For a typical wheat field in the southern Great Plains states, it represents an additional $3,500 in costs that a typical farmer will likely choose not to incur. Furthermore, the common use-rate for glyphosate, the active ingredient in Roundup, is about one quart per acre.
“This is equivalent to evenly and accurately spreading one quart of liquid over a football field,” Edwards said. “Even considering the 10 gallons of water that would be used to dilute the glyphosate for spraying, a more accurate description would be an ‘extremely light mist’ rather than ‘drench.’ This practice might be used occasionally to facilitate wheat harvest and to produce grain that is less contaminated by weeds present at harvest.”
In short, although specific situations may call for a glyphosate application, it is not a common practice of wheat farmers. Edwards, Carver and Post contend a reasonable estimate of the U.S. wheat acreage under this practice would be between zero percent to 10 percent in a given year.
“Many herbicides have labels that allow them to be used as harvest aids or desiccants,” Post said. “Label guidelines are determined through years of testing and require Environmental Protection Agency approval. Glyphosate is labeled for pre-harvest weed control in specific scenarios.”
But what about the “glyphosate residue laden wheat kernels” cited in the original blog post titled “The Real Reason Wheat is Toxic” by the Healthy Home Economist?
Post said the grain is not exposed prior to harvest, when the herbicide might be applied, because individual grains are encased by mother plant tissue called the lemma and palea, which in turn are encased by the outer glume layer.

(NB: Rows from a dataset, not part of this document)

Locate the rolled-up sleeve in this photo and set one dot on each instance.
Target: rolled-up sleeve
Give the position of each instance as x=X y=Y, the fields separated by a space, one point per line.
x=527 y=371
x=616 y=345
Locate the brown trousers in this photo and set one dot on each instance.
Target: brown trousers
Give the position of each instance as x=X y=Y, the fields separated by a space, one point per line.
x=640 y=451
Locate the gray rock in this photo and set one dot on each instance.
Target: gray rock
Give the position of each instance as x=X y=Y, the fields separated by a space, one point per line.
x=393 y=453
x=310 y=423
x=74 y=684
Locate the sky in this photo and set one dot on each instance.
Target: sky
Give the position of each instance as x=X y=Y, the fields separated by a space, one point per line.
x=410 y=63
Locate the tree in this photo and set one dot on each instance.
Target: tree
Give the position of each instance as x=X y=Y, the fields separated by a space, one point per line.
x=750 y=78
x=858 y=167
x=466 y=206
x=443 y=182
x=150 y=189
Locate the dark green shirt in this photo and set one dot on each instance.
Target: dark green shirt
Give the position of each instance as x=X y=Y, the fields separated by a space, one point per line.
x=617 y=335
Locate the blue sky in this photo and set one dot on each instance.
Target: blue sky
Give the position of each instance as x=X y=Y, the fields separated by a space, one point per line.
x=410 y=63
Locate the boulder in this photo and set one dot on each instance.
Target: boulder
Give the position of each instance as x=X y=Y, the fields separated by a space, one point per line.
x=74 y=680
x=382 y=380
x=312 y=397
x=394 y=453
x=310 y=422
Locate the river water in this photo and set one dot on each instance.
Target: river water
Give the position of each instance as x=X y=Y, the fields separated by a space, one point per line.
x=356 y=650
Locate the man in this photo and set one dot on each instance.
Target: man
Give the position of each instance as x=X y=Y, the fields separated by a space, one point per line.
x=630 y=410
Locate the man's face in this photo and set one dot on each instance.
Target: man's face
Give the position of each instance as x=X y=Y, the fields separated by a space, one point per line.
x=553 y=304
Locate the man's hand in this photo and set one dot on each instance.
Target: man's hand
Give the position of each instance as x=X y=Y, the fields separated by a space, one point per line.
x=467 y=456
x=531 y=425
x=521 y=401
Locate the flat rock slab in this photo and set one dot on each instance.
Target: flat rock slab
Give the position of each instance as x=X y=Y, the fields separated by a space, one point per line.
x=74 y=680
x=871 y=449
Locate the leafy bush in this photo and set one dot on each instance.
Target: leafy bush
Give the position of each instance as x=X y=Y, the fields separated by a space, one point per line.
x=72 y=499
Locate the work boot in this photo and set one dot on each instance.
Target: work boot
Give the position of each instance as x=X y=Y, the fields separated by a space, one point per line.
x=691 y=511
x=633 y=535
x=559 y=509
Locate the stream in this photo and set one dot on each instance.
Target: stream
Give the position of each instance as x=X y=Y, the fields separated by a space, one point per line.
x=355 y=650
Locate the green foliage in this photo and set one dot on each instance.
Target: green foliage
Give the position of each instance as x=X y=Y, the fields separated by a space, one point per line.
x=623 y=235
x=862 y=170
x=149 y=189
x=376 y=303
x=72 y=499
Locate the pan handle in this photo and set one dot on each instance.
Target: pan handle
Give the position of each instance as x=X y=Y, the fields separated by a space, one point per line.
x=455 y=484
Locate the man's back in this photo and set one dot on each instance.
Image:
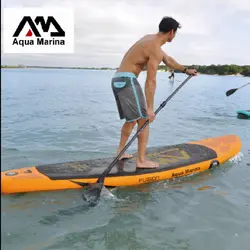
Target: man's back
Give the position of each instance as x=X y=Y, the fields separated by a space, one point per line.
x=137 y=56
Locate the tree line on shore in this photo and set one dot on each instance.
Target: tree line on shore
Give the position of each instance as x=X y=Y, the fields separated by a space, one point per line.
x=225 y=69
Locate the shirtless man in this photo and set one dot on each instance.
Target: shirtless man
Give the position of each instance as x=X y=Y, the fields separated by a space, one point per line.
x=128 y=93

“Think of the glume as an envelope covering the seed from the elements and holding it in place until harvest,” she said. “The threshing process in the combine separates the grain from these maternal tissues otherwise called chaff. Even with whole wheat the chaff is not consumed with the grain.”
Americans main protection from herbicide residues in food is the EPA’s residue limit set for each commodity where pesticides are likely to be present. In this specific case, EPA does not set a tolerance for wheat flour or other wheat products because glyphosate residues do not concentrate in the grain.

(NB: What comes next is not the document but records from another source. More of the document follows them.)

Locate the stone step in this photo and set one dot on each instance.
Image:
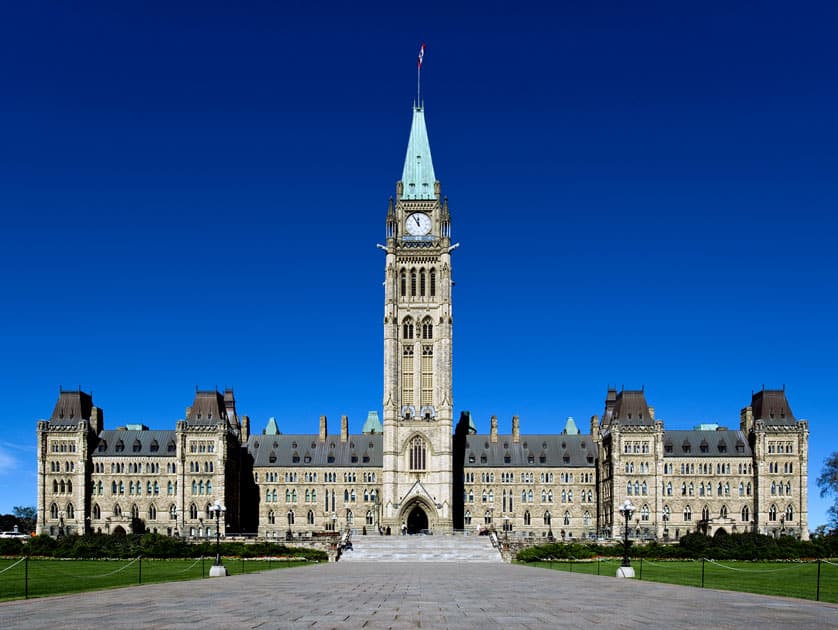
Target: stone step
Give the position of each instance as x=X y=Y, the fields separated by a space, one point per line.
x=421 y=549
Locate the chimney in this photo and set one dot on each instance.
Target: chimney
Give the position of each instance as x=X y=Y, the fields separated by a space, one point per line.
x=245 y=428
x=746 y=419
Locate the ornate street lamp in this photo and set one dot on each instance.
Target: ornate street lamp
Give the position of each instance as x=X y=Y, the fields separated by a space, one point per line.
x=217 y=570
x=625 y=569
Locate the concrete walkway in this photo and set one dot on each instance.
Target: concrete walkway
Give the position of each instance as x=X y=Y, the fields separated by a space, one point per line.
x=399 y=595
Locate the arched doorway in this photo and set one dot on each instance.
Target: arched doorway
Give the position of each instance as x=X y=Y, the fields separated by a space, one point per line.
x=417 y=520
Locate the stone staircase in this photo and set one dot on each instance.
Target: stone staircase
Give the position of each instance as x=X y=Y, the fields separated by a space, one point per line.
x=421 y=548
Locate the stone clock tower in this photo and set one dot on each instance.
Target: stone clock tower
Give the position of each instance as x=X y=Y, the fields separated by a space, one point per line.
x=418 y=413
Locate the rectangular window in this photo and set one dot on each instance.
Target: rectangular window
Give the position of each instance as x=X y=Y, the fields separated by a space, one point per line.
x=427 y=375
x=407 y=375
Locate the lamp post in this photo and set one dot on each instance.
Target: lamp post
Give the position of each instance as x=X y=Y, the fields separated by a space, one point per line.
x=625 y=569
x=217 y=570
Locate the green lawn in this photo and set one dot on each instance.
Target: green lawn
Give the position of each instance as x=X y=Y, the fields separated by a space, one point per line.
x=53 y=577
x=790 y=579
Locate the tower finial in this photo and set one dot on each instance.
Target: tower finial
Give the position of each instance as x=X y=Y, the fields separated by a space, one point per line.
x=419 y=75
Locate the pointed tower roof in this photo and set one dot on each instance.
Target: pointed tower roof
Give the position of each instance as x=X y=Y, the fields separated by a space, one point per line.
x=418 y=174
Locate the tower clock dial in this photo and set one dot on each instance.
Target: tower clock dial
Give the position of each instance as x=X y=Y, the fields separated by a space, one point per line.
x=418 y=224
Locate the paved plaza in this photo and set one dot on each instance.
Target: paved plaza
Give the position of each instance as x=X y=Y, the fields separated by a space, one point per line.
x=424 y=595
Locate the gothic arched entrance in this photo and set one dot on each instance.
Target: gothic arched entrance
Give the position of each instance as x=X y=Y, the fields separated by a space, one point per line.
x=417 y=520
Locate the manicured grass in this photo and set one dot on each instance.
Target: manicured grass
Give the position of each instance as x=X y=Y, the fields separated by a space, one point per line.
x=789 y=579
x=53 y=577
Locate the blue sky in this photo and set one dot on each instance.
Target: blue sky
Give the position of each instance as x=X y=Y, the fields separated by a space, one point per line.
x=192 y=193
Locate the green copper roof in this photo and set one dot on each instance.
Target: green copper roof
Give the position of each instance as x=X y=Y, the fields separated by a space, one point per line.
x=418 y=175
x=373 y=424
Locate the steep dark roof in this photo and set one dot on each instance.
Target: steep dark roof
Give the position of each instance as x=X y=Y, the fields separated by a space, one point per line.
x=627 y=407
x=125 y=443
x=281 y=450
x=573 y=451
x=207 y=408
x=772 y=407
x=72 y=407
x=705 y=444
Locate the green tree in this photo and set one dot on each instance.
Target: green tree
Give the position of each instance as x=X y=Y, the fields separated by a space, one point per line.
x=26 y=516
x=828 y=483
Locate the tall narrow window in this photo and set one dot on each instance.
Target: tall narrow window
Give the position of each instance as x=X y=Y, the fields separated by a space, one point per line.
x=427 y=375
x=417 y=454
x=407 y=375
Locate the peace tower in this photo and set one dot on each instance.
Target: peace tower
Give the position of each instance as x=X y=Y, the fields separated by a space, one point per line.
x=418 y=401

“To give an example, sweet corn has a residue limit of 3.5 parts per million, which is the amount of glyphosate allowable on this product at the time of purchase,” Post said. “Studies investigating glyphosate residues on wheat as soon as three days after application recovered 20 times less glyphosate than the EPA allowable tolerance on a food – sweet corn – commonly eaten by consumers.”
What about the blog’s claim that agricultural producers are “drenching” crops with herbicides? According to U.S. Department of Agriculture data, total pesticide use in the United States peaked in 1981 and then began to steadily decrease. This is true for insecticides, fungicides and herbicides such as glyphosate.

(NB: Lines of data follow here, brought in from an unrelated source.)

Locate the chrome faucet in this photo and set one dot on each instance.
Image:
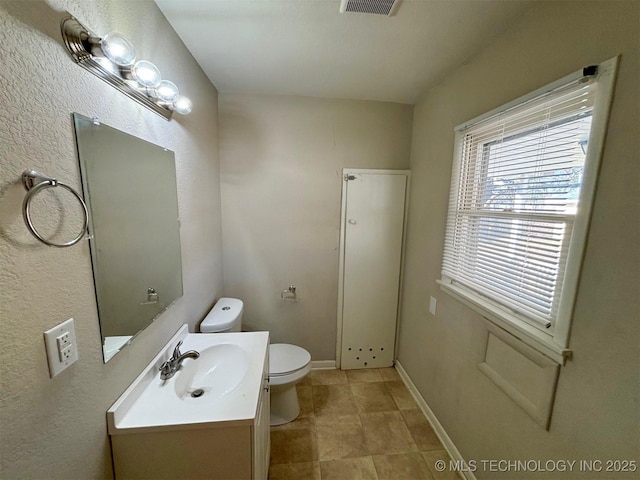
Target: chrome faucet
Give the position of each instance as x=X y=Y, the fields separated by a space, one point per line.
x=171 y=366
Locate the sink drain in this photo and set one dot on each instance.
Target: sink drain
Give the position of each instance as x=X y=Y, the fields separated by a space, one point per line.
x=197 y=393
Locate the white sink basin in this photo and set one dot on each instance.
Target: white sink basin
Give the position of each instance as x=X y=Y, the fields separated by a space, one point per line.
x=229 y=372
x=216 y=373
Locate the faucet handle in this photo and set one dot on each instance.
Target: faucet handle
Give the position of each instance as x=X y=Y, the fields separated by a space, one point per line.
x=176 y=351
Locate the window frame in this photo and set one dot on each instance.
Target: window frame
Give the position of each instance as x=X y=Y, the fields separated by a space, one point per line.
x=554 y=344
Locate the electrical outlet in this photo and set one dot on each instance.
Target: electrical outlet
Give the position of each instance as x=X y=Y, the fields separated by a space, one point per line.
x=65 y=353
x=61 y=346
x=63 y=341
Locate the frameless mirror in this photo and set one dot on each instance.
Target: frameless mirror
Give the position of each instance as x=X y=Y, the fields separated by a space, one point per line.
x=130 y=189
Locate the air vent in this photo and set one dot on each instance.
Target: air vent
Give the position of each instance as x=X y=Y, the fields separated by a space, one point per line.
x=376 y=7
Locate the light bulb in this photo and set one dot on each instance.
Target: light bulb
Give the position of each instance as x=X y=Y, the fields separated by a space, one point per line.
x=146 y=74
x=167 y=91
x=183 y=105
x=118 y=49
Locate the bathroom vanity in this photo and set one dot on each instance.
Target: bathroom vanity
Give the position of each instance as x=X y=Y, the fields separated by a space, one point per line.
x=210 y=420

“Herbicide use has remained relatively stable since the mid-1990s,” Edwards said. “Furthermore, the U.S. wheat crop accounts for only 4.5 percent of the total amount of pesticides applied nationwide.”
It is important to note that most glyphosate used at harvest time is done on spring and durum wheat, and mostly in northern-tier states such as North Dakota and Montana, as well as some Canadian provinces. Approximately 75 percent of U.S. wheat acres are winter wheat, and pre-harvest glyphosate application is very uncommon on winter wheat.
“Commercial supplies of wheat grain are subject to government regulations extending from the farm to the storage facilities and into the bakery,” Edwards said. “This intense level of scrutiny is intended to give us as consumers the confidence we need to enjoy, and not to avoid, one of nature’s treasured grains. Avoidance is typically advised only in the case of a known medical condition linked to digestibility.”